Lübben was mentioned for the first time in a document from 1150. In 2000 the town celebrated its 850th anniversary. However, numerous, archaeological findings are a sign of an earlier colonisation of the site. Today the clearly visible circular hillfort “Burglehn” reminds of the Slavic colonisation since the 6th century.
Presumably in 1220 Lübben obtained the Magdeburg Rights.
Many episodes of rules were accompanied by pillages and plunders. The Thirty Years’ War and the Seven Years’ War left the town completely destroyed. In the Thirty Years’ War Lübben went from the Bohemian to the Saxon rule.
Lübben emerged as the capital of the margraviate Lower Lusatia, whose progressive form of government – a district main office as a highest judicial and administrative authority instead of the old bailiff’s office – played an important historical role in the development of Lower Lusatia.
After the war of liberation and the Congress of Vienna in 1815 Lübben went under the Prussian rule. The once Saxon province capital became a Prussian district town.
In the last days of the Second World War the town has been destroyed in 80%. Lübben lost its former romantic character of a small town, also because in the post-war years and during the dominance of the socialist architecture many old, intact houses have been demolished to create place for new buildings.
The events of the political turning point in 1989 brought to the town changes in all fields. Many constructional activities are clearly visible, especially in the centre.

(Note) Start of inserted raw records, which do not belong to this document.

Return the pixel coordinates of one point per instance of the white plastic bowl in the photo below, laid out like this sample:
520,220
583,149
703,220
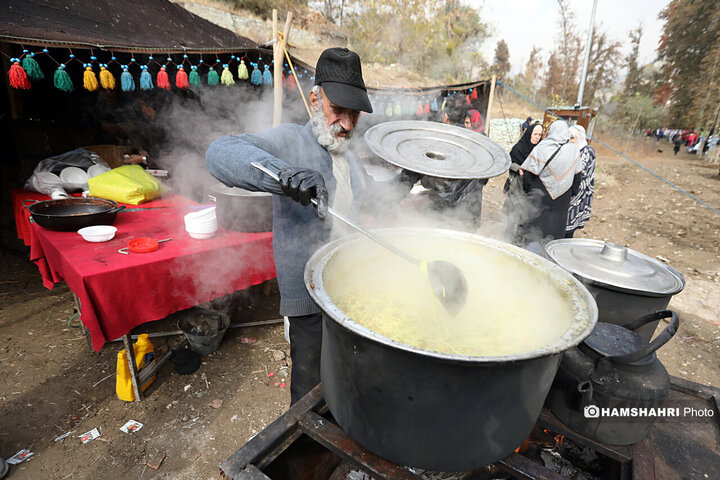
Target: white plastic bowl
73,175
96,170
200,221
201,214
98,233
202,227
202,236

On a former parking place and fallow land emerged the newly created castle island with parks, trails, playgrounds, canals, a harbour and a tourist centre of the town.
Therefore this place has become a main venue for tourists looking for relaxation. The guest encounters here not mass tourism, but a versatilely coordinated offer to explore Spreewald – a central European unique landscape – with its characteristic, finely ramified watercourses.
For its extensive measures in the tourist and cultural infrastructure Lübben obtained in 1999 the status of „the state-acknowledged recreational area”.